Ja gut, vielleicht findet ihr das pingelig. Nein, ich stehe hier und jetzt zu meiner Meinung, dass das schlichweg „ungehörig“ und respektlos gegenüber dem Türmer und den anderen Gästen ist. Respektlos ist das bessere Wort.
Nachdem der Tee serviert ist, und nach dem ersten Aufguss noch zwei weitere folgen, führt uns der Türmer ausführlich, ich sage ausführlich(st) in die Geschichte des Alten Leuchtturms ein. Er mischt noch nautische Erläuterungen unter, die ich nicht verstehe…
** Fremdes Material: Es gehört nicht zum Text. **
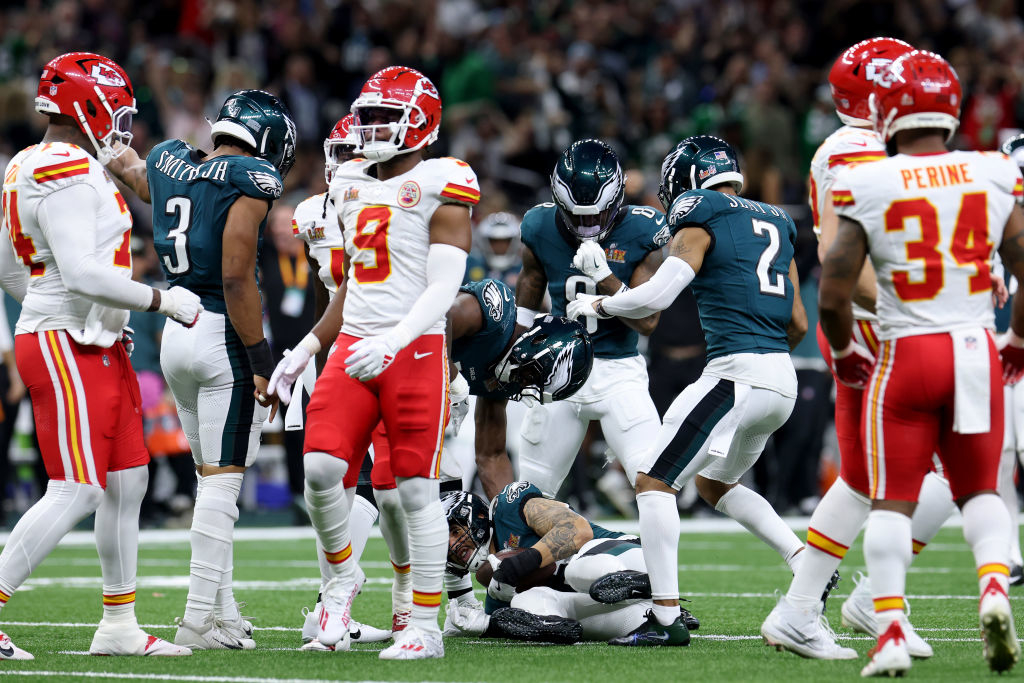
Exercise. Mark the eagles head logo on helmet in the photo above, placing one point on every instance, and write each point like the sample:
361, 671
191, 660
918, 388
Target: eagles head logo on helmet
96, 93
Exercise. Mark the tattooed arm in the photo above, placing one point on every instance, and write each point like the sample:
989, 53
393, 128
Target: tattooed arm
840, 272
562, 531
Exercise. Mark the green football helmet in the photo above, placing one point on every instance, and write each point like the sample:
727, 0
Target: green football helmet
550, 361
697, 163
588, 185
260, 121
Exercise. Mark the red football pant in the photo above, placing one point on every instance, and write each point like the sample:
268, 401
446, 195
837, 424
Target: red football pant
849, 434
411, 398
908, 416
86, 403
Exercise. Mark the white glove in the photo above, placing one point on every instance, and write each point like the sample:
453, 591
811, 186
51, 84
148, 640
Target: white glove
584, 305
459, 397
293, 365
590, 259
372, 355
497, 589
180, 305
465, 616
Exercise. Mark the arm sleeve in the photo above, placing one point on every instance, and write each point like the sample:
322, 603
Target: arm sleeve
68, 218
655, 294
13, 274
445, 266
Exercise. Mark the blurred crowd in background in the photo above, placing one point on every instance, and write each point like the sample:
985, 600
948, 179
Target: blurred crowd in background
519, 80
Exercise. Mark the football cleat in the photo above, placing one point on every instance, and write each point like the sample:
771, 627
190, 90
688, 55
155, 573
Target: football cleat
997, 631
399, 620
520, 625
205, 636
129, 640
889, 656
804, 632
415, 643
858, 614
8, 650
336, 613
619, 586
653, 634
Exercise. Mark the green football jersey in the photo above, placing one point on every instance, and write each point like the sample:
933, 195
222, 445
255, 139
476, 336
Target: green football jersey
641, 230
743, 290
190, 199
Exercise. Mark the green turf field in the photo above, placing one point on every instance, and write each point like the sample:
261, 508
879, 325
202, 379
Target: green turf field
730, 579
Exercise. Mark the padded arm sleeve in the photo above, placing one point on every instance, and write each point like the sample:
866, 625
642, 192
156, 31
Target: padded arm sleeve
655, 294
68, 218
445, 267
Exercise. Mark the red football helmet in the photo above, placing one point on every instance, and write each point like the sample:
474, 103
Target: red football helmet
401, 102
339, 146
854, 73
919, 90
94, 91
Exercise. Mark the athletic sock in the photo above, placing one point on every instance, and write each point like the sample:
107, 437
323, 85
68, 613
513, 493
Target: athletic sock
833, 529
757, 515
117, 541
888, 553
212, 531
659, 538
935, 504
986, 529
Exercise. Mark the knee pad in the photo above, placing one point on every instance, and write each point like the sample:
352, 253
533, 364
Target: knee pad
418, 493
323, 471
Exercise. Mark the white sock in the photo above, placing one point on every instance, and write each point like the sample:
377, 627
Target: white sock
757, 515
935, 504
986, 529
659, 536
428, 535
117, 540
361, 519
212, 531
888, 553
833, 529
40, 529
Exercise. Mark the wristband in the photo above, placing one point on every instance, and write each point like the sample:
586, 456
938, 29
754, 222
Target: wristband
261, 358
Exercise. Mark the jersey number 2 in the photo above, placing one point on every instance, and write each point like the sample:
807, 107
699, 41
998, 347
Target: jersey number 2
768, 285
181, 208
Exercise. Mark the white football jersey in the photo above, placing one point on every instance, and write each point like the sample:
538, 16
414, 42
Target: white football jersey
31, 176
315, 222
387, 233
933, 222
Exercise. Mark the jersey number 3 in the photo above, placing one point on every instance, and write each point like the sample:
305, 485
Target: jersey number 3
179, 207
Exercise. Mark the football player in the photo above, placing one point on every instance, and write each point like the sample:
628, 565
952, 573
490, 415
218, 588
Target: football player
407, 226
929, 219
69, 261
598, 590
209, 214
737, 254
585, 242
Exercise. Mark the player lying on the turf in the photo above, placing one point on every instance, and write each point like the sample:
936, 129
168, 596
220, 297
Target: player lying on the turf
555, 578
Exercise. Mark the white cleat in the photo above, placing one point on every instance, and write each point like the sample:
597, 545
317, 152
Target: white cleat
858, 614
805, 632
336, 613
8, 650
890, 656
415, 643
205, 636
997, 631
129, 640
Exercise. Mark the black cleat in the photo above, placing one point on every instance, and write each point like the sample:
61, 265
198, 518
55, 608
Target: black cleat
619, 586
521, 625
652, 634
829, 587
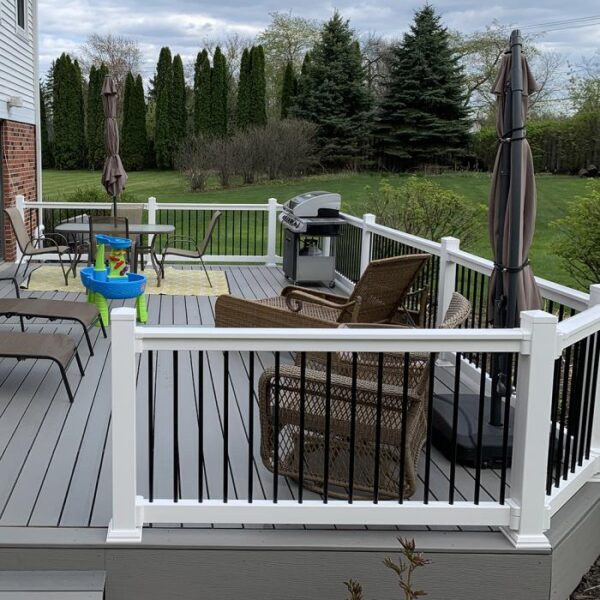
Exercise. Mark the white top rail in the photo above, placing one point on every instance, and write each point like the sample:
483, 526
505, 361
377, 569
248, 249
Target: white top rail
572, 330
331, 340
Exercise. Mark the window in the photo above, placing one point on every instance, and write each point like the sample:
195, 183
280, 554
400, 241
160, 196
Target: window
21, 13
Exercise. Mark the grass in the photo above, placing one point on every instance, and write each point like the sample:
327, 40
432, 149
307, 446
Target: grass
169, 186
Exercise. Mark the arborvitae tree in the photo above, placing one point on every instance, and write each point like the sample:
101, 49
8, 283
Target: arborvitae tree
134, 141
333, 94
258, 86
218, 89
67, 101
202, 95
423, 116
289, 90
163, 135
95, 118
47, 158
178, 108
244, 91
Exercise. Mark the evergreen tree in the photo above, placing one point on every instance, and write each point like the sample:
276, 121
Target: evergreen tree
219, 90
333, 94
258, 87
423, 116
289, 90
244, 91
202, 94
67, 101
47, 158
134, 140
178, 107
163, 135
95, 118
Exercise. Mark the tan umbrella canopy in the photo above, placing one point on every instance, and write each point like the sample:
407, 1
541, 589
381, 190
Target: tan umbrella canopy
114, 176
512, 207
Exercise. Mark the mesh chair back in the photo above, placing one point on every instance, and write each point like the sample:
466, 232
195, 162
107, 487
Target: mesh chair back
209, 231
383, 286
18, 226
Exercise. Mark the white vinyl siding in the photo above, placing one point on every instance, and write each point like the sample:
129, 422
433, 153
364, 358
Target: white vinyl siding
17, 62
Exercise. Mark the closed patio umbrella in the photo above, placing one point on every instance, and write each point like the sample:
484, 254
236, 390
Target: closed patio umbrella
114, 176
512, 206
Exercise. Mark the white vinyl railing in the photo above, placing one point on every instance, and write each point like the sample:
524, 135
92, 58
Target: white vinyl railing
523, 517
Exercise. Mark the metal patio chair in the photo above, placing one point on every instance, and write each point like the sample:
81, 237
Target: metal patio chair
194, 249
31, 247
301, 393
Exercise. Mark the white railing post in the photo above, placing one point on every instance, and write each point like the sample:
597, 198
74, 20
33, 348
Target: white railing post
532, 417
272, 233
125, 526
20, 205
595, 442
447, 276
365, 246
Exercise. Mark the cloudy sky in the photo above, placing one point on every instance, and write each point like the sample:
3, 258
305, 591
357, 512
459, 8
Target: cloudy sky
183, 25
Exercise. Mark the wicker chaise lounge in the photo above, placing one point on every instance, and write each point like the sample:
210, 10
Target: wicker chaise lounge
353, 410
56, 347
376, 298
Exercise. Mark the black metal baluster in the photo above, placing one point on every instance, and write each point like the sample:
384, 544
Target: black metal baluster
379, 411
250, 423
225, 426
353, 398
506, 425
175, 426
432, 359
151, 425
327, 428
302, 419
480, 417
454, 442
276, 430
200, 426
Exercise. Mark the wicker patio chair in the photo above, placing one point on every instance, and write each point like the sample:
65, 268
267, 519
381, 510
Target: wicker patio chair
345, 399
194, 250
31, 247
376, 298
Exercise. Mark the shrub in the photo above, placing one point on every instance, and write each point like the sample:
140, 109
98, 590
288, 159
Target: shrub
421, 207
579, 236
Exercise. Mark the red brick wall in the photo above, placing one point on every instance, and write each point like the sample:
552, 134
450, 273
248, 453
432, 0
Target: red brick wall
17, 147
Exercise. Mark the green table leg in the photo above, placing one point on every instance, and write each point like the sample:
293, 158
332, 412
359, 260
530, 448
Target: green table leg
102, 305
142, 311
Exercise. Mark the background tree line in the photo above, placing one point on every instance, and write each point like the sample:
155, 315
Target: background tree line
414, 102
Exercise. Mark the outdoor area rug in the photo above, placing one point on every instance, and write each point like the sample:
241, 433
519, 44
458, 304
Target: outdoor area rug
177, 282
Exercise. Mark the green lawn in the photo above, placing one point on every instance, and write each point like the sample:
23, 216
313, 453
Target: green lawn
168, 186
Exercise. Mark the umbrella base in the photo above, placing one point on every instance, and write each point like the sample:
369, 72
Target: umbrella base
466, 438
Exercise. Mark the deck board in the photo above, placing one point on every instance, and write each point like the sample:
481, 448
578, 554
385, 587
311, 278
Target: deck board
55, 457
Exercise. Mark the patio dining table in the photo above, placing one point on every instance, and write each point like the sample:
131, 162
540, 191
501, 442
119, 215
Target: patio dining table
141, 229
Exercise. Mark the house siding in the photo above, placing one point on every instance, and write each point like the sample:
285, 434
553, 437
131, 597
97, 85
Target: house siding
17, 63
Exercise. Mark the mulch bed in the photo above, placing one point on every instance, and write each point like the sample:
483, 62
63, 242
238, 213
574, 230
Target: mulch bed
589, 588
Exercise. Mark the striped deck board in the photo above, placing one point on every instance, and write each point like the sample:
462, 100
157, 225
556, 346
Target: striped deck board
55, 457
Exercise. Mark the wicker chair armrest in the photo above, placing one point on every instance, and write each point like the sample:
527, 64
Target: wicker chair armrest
294, 300
324, 295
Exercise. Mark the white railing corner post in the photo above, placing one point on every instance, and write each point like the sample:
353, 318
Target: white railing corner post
272, 233
447, 276
125, 525
151, 210
366, 246
595, 440
530, 432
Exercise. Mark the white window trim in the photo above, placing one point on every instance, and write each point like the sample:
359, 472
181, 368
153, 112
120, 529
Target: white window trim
22, 31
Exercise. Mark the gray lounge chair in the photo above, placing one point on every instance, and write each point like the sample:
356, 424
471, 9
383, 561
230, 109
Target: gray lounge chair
27, 244
56, 347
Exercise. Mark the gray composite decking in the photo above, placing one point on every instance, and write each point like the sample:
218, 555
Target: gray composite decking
55, 457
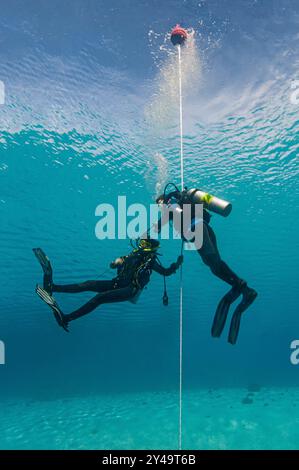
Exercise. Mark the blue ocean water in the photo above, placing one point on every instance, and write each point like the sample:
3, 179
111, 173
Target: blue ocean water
80, 125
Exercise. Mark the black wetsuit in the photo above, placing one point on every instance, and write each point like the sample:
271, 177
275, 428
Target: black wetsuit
209, 250
130, 280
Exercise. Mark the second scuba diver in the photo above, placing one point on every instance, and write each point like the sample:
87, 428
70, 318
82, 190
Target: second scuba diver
210, 255
133, 274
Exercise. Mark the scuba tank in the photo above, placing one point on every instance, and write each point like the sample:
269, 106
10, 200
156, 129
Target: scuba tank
211, 203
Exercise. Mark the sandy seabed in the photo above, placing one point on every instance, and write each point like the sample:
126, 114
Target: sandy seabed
212, 419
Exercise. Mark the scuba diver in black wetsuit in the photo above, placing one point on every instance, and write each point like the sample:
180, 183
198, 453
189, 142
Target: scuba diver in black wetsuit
133, 274
211, 257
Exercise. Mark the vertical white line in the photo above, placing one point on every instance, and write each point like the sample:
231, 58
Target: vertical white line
181, 119
181, 270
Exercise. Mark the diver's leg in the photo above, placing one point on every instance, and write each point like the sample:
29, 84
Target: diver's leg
116, 295
46, 267
210, 255
87, 286
248, 297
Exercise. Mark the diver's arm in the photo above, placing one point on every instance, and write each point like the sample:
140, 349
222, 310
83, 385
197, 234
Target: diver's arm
167, 271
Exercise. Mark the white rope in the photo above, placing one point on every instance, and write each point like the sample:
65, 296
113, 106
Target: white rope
181, 270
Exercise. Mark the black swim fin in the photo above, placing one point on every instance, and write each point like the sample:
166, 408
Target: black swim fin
249, 296
222, 310
46, 297
47, 269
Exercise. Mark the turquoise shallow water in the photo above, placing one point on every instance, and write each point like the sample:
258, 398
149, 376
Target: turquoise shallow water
90, 113
213, 419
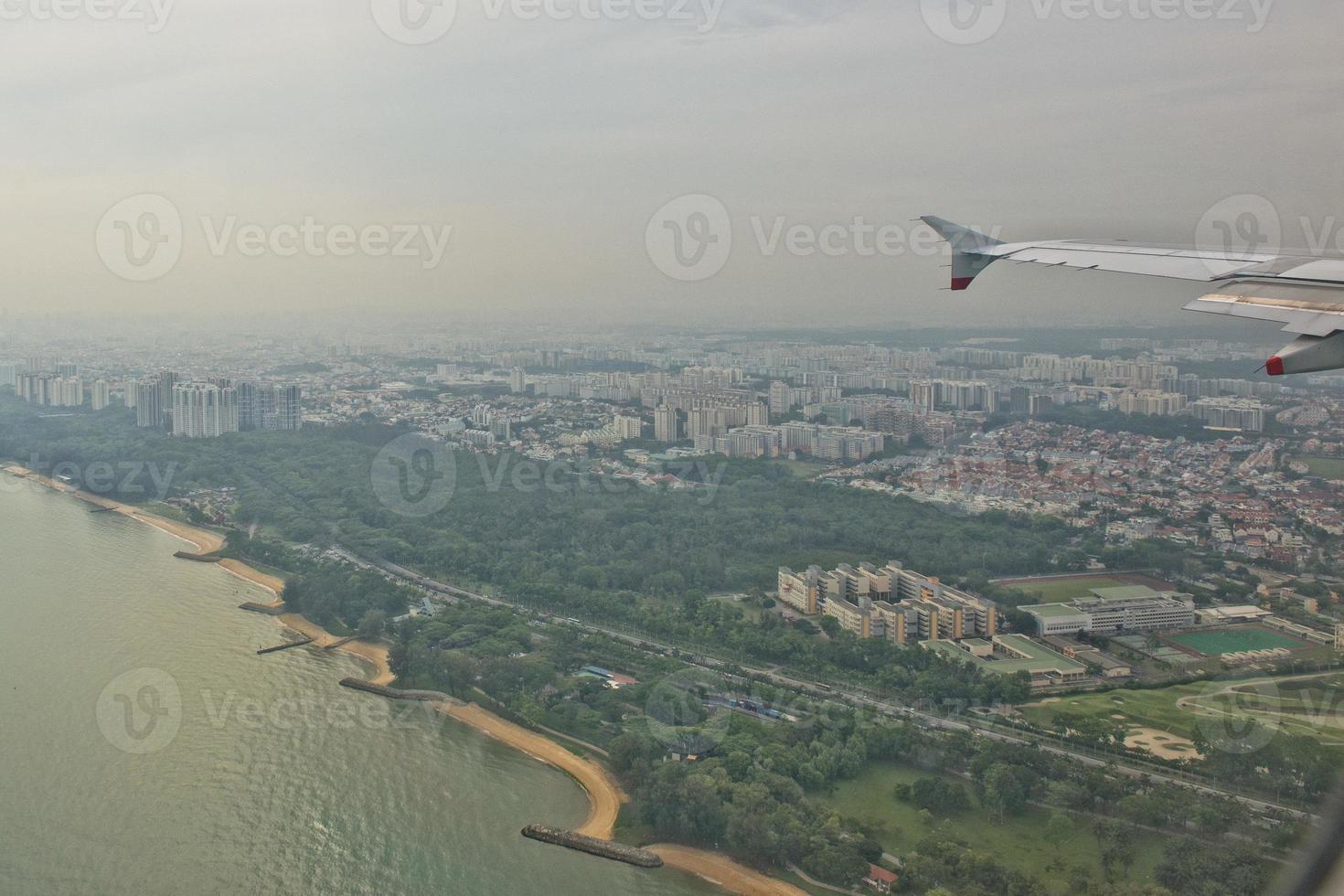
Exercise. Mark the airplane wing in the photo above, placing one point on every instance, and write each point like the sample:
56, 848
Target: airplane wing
1304, 293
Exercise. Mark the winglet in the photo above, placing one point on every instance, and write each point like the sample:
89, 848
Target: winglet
969, 251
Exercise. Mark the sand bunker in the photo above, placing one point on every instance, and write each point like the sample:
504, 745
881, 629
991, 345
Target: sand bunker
1161, 744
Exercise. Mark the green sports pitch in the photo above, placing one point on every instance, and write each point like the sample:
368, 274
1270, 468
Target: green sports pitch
1214, 644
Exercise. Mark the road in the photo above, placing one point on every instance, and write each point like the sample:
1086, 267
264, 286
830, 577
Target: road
852, 698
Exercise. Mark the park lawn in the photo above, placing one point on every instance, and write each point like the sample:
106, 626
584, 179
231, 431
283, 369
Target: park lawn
1157, 709
804, 469
1141, 709
1064, 590
1020, 842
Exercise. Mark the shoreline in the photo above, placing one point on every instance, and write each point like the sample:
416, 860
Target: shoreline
603, 793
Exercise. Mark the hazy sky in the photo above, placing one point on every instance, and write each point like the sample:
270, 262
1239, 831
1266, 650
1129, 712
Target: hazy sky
529, 154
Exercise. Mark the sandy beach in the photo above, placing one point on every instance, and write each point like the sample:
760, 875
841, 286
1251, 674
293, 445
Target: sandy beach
603, 793
203, 540
256, 577
723, 872
206, 541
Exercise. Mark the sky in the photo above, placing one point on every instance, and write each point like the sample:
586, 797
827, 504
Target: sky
680, 162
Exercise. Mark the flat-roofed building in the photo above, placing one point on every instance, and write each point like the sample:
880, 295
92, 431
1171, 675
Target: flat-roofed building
803, 590
852, 617
1012, 653
1112, 610
889, 621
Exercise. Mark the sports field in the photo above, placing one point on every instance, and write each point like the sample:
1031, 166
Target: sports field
1074, 587
1329, 468
1215, 644
1064, 589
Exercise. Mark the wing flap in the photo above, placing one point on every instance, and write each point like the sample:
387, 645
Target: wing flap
1307, 309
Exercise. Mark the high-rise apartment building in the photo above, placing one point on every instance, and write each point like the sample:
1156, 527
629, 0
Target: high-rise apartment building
203, 410
149, 412
100, 395
289, 407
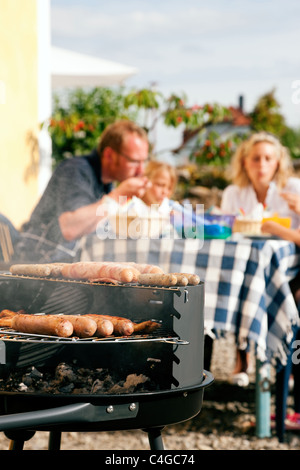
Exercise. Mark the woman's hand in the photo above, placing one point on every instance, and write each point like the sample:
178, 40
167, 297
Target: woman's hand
293, 201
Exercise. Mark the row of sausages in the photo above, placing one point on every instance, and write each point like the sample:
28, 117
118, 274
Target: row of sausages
82, 326
145, 274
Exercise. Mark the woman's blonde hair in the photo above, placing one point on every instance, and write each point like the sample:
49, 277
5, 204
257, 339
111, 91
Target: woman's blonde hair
154, 167
238, 174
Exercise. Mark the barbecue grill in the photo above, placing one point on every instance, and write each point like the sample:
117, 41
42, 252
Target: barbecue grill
170, 359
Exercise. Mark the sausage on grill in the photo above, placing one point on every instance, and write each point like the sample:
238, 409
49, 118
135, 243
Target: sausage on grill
83, 327
193, 279
122, 326
96, 270
154, 279
104, 327
42, 324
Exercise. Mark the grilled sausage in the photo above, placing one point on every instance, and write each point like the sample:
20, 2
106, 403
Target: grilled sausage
158, 279
146, 326
104, 327
193, 279
6, 317
95, 270
83, 327
42, 324
122, 326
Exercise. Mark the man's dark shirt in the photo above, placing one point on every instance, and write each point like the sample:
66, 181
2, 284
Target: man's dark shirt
76, 182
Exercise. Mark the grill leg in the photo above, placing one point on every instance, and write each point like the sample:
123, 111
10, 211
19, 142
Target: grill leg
155, 439
54, 440
18, 438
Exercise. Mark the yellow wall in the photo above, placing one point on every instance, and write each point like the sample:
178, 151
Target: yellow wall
19, 156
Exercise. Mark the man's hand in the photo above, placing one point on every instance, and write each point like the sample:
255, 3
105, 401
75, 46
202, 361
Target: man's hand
135, 186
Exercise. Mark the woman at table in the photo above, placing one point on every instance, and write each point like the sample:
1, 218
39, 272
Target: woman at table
261, 173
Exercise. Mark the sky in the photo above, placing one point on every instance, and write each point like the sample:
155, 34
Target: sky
212, 51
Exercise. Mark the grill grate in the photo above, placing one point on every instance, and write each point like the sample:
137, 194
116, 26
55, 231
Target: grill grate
7, 334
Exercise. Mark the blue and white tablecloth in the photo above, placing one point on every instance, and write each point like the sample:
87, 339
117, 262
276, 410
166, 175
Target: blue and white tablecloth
246, 282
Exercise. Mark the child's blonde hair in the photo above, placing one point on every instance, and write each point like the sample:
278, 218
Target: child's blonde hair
238, 173
154, 167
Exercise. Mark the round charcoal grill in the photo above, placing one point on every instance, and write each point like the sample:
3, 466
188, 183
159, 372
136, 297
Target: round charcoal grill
172, 359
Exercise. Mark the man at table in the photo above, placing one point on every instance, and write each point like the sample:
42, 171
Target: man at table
72, 201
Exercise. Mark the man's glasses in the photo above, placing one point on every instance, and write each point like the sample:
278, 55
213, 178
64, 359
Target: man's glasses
132, 161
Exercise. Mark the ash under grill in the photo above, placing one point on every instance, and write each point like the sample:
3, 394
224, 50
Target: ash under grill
171, 358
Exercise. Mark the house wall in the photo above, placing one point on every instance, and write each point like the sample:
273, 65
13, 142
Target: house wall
19, 157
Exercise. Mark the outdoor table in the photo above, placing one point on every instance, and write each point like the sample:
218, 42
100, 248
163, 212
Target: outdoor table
247, 290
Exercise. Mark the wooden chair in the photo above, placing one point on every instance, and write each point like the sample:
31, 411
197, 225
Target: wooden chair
6, 243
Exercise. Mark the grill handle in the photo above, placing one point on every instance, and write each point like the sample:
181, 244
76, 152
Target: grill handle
73, 413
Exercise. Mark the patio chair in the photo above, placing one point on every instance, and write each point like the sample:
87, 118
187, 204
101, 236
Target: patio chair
282, 389
6, 243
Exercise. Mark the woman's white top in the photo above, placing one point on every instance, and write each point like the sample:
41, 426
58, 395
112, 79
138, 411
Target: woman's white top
235, 198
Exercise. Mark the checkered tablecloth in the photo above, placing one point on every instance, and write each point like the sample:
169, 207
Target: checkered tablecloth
246, 282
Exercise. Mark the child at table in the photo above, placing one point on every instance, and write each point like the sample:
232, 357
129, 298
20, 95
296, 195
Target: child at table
162, 180
261, 172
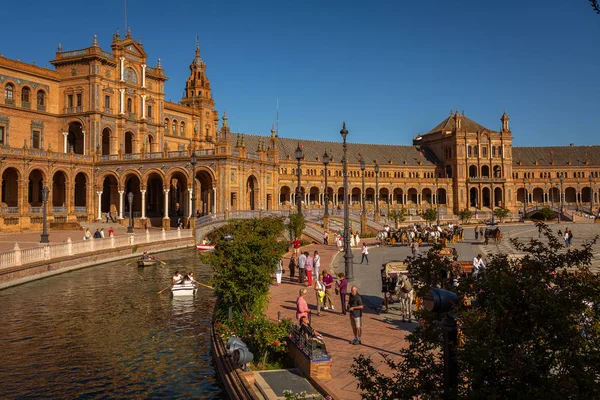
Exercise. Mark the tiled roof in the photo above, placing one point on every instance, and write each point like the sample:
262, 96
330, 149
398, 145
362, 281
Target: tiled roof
467, 124
561, 155
315, 148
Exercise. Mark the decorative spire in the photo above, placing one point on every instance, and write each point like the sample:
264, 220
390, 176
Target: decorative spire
225, 118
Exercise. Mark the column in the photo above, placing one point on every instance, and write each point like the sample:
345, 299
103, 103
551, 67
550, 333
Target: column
143, 191
122, 105
121, 203
166, 191
99, 193
144, 75
143, 106
214, 204
122, 69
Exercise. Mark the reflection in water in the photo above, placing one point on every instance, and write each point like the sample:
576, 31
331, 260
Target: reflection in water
104, 332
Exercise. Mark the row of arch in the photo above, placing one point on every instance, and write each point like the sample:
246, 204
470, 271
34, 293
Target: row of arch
26, 94
315, 196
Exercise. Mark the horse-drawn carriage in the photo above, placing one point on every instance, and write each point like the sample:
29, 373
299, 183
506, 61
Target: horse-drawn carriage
395, 282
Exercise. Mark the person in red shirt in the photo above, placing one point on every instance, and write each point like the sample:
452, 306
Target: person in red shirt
296, 245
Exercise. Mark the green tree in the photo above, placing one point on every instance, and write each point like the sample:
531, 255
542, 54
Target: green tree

Kurzum, die Veranstaltung dauert 3 Stunden, von denen ich mir eine halbe wohl hätte schenken können, die allerdings für die männlichen Gäste wahrscheinlich umso interessanter war. Insgesamt ein aufschlussreicher Einblick in die Geschichte Borkums. Ihr könnt am besten selbst hinfahren oder auf
http://www.borkum-alter-leuchtturm.de/
die Geschichte in Kurzfassung nachlesen.
Was es mit der Schließung des Leuchtturms für die Öffentlichkeit auf sich hat, das will ich hier auch nicht verraten. Leider kann man sich jetzt auch nicht mehr da oben trauen lassen, wie es zuvor möglich war…
Damit habt ihr noch ein weiteres Stück Borkumer Kultur und Lebensart kennengelernt, das ich euch ans Herz legen möchte! Und, um den Ostfriesentee richtig genießen zu können, fährt man wirklich am besten hin!